Sungguh. Ini fakta, dan sama sekali bukan sekedar halusinasi yang direka agar jadi sebuah cerita.
Di halaman rumah, selain ditanami  singkong, pisang, dan bila kebetulan memasuki musim palawija selalu saya tanami jagung dan kacang-kacangan, hingga saat ini saya pun masih menyisakan dua pohon cengkeh yang tumbuh kerdil, bak hidup segan mati tak mau.
Bukan, bukan saya malas memberi pupuk, atau mengurus sebagaimana mestinya, tapi faktanya memang seperti itu. Padahal usianya sudah cukup tua juga. Orangtua saya menanamnya sekitar pertengahan tahun 70-an.
Dua pohon cengkeh itu memang merupakan peninggalan almarhum orangtua saya. Sehingga selain dianggap sebagai monumen kenang-kenangan terhadap mereka yang telah melahirkan dan membesarkan saya hingga sekarang ini, terus terang saja, oleh saya pun dijadikan sebagai pengekal ingatan terhadap rezim Orde Baru yang telah menghancurkan harapan petani cengkeh saat itu, dengan cara menurunkan harga salah satu komoditi unggulan pertanian  tersebut hingga membuat para petani kehilangan gairah dan semangatnya lagi untuk membudidayakannya.

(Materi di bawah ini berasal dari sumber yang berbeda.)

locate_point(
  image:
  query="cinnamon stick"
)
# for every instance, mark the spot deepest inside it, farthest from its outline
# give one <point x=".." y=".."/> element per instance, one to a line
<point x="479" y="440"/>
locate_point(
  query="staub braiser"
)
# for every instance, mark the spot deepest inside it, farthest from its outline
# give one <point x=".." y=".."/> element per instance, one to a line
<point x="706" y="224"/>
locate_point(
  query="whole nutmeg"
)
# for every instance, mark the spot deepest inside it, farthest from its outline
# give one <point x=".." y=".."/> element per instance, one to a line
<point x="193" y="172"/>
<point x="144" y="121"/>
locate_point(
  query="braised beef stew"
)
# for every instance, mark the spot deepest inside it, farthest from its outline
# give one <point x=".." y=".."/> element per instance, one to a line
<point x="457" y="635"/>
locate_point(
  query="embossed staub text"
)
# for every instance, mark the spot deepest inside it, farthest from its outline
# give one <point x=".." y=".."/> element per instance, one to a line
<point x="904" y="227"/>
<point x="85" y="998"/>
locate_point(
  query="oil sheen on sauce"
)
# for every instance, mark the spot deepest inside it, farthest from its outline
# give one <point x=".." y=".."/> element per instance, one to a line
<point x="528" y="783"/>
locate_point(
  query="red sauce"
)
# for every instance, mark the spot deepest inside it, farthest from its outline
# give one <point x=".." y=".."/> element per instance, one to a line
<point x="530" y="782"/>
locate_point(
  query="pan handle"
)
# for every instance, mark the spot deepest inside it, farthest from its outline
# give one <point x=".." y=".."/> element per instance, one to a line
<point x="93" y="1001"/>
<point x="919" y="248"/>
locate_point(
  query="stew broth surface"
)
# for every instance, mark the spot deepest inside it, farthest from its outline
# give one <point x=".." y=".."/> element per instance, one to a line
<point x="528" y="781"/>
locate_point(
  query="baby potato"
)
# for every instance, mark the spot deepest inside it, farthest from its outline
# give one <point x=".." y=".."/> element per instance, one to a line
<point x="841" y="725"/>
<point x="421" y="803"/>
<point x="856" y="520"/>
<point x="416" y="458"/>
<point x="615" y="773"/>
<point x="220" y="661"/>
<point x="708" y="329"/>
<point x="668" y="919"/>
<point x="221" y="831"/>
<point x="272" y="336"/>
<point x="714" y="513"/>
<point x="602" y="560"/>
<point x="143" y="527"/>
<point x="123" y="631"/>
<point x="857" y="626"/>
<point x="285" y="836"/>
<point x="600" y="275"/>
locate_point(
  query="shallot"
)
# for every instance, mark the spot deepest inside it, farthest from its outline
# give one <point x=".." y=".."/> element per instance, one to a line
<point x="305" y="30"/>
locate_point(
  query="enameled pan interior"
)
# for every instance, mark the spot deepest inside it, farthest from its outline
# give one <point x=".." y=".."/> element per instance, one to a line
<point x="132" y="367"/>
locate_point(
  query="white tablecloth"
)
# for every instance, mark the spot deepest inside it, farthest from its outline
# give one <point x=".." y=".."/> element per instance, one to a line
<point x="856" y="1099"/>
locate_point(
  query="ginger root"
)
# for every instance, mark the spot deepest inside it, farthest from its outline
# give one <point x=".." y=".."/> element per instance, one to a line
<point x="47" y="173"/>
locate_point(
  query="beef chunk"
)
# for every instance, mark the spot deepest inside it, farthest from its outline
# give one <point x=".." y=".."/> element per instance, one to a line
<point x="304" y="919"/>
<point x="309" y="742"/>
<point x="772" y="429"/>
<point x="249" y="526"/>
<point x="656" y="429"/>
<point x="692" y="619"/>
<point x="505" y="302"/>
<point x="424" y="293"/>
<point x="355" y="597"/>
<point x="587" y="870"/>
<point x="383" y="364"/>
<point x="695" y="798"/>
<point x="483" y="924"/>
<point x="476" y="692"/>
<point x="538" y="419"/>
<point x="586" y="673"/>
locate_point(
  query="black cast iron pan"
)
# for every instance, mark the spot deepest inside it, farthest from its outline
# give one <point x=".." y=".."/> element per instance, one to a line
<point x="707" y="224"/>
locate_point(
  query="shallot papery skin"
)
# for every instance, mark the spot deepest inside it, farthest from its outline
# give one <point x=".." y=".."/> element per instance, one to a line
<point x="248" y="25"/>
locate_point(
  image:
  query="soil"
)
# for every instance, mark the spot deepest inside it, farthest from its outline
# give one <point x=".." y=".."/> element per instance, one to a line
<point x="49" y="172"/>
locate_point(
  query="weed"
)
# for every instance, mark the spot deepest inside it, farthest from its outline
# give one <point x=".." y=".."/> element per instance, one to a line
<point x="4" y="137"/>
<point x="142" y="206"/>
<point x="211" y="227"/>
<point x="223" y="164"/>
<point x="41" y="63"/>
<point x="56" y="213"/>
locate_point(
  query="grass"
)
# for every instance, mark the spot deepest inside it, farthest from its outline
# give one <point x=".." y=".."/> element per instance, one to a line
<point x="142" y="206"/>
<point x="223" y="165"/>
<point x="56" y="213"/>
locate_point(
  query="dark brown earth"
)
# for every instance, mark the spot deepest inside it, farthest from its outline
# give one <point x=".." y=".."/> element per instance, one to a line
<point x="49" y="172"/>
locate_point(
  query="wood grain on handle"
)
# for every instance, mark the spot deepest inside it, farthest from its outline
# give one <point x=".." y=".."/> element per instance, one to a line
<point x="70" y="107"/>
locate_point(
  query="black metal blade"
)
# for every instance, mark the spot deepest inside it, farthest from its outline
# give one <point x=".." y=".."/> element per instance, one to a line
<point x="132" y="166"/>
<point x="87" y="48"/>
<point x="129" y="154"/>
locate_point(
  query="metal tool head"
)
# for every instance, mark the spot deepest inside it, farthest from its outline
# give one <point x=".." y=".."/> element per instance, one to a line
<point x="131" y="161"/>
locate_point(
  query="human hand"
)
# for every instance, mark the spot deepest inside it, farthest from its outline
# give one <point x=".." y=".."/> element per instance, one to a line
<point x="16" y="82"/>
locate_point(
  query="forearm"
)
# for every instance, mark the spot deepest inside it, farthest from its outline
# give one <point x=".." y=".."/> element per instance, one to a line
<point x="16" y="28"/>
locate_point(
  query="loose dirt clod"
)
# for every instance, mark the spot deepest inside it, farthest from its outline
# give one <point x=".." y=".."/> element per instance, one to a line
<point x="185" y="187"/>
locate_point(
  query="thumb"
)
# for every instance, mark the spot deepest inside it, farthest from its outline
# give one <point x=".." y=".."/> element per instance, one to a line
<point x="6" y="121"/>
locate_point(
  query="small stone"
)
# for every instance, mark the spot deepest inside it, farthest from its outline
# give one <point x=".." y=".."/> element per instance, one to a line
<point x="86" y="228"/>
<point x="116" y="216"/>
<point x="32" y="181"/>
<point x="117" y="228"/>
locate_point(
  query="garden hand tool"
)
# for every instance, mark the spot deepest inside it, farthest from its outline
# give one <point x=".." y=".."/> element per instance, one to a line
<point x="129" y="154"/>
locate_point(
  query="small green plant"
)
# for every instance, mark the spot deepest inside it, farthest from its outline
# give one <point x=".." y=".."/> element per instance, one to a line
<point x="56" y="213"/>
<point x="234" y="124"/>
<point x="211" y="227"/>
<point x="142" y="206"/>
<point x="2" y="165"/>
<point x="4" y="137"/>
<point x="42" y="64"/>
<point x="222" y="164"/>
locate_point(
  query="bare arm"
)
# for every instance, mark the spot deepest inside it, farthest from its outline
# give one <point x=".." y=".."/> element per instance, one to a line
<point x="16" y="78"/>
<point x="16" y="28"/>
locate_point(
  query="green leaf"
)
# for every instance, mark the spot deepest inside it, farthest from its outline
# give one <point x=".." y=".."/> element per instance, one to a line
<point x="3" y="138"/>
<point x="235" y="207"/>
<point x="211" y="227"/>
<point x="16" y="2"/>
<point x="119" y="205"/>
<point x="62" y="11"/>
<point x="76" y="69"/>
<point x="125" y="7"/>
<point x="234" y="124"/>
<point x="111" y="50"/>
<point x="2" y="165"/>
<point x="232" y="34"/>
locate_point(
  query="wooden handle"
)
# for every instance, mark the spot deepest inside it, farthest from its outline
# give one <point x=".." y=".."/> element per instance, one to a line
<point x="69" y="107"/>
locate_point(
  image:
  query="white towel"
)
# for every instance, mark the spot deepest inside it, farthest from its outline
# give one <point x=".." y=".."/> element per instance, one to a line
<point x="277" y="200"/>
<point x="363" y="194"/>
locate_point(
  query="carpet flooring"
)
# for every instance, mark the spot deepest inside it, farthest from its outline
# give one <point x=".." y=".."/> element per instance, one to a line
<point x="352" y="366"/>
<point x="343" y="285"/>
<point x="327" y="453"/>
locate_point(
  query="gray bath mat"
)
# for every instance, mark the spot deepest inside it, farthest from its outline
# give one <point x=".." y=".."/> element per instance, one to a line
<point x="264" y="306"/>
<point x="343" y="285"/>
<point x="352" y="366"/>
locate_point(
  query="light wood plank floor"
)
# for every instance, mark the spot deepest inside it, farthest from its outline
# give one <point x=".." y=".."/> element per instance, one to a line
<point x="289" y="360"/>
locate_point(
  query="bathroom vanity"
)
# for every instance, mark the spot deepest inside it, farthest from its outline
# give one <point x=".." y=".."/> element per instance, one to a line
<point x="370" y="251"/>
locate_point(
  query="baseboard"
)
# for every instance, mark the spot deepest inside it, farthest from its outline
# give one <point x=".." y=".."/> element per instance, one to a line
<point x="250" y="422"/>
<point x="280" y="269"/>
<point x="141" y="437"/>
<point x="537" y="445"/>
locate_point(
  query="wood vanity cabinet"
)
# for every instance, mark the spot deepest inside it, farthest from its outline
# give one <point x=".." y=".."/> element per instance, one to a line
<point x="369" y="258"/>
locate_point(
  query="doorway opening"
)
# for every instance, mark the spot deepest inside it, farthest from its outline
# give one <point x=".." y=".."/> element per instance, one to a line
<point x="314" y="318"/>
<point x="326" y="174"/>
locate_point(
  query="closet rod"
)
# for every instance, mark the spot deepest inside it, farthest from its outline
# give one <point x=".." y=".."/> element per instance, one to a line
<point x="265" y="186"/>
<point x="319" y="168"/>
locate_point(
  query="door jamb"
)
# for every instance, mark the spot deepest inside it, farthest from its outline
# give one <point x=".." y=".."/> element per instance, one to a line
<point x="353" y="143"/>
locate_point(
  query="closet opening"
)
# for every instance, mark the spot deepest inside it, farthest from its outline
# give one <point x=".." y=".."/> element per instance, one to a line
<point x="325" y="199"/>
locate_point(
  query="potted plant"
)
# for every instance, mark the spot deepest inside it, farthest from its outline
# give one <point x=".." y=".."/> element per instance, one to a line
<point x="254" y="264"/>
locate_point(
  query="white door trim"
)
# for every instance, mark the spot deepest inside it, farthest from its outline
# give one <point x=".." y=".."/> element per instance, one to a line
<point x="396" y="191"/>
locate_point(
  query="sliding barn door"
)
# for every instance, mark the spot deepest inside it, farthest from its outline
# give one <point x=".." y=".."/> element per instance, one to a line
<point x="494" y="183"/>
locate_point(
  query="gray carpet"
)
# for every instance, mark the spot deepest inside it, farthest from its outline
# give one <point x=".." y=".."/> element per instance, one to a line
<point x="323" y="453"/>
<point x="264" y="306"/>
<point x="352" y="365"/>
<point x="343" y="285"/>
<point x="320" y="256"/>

Betapa tidak, sejak saya mulai memiliki ingatan yang jelas, bisa jadi ketika saya memasuki usia 6 tahun, tepatnya di sekitar tahun 1966, di kebun dan di halaman rumah banyak sekali pohon cengkeh yang ditanam oleh orang tua saya.
Dari hasil panen cengkeh juga hidup keluarga kami bisa dikatakan berkecukupan, selain dari hasil panen padi di sawah - tentu saja. Bahkan memasuki  tahun tahun 1972-an, saat saya duduk di bangku SMP, saya sudah dibelikan sepeda motor oleh ayah saya. Ketika itu tepat seusai panen cengkeh dari kebun dan halaman rumah.
Demikian juga saat di bangku SMA, adalah masa-masa yang paling indah dalam kehidupan saya. Kebutuhan uang saku selalu dipenuhi oleh orangtua.
Akan tetapi, kalau tidak salah saat memasuki tahun 1992, Â dan saya sendiri sudah berkeluarga, muncul Keppres yang menandai terbentuknya lembaga badan penyangga dan pemasaran cengkeh (BPPC) Â yang dipimpin langsung oleh putra mahkota Cendana, yankni Hutomo Mandala Putra, alias Tommy Soeharto.
Adapun tugas daripada Tommy Soeharto sebagai ketua konsorsium BPPC tersebut adalah menjadi satu-satunya pengontrol di bidang per-cengkeh-an. Semua petani wajib menjual hasil panen cengkehnya ke koperasi unit desa (KUD), dan kemudian dibeli oleh  BPPC.
Di tengah monopoli itu, BPPCÂ juga mendapat kredit dari Kredit Likuiditas Bank Indonesia (KLBI) sebesar Rp569 miliar, pun dapat pinjaman komersial dari Bank Bumi Daya sebesar Rp190 miliar. Tentu saja semua diperintahkan oleh Soeharto. Dana itu seharusnya sebagian disalurkan sebagai bantuan ke petani. Apa daya, bantuan itu tak pernah sampai, dan diperkirakan meluncur mulus ke para petingginya.
Sebagai pihak satu-satunya yang bisa membeli cengkeh, maka BPPC pun bebas memainkan harga. Mereka membeli cengkeh dari petani dengan harga semurah-murahnya, dan menjual ke pabrik rokok dengan harga semahal-mahalnya. Sebelum ada BPPC, harga terendah cengkeh adalah Rp20 ribu per kilogram. Setelah ada lembaga ini, harga cengkeh turun drastis hingga Rp2 ribu per kilogram. Seketika, cengkeh yang tadinya emas, menjadi onggokan rempah tak berharga.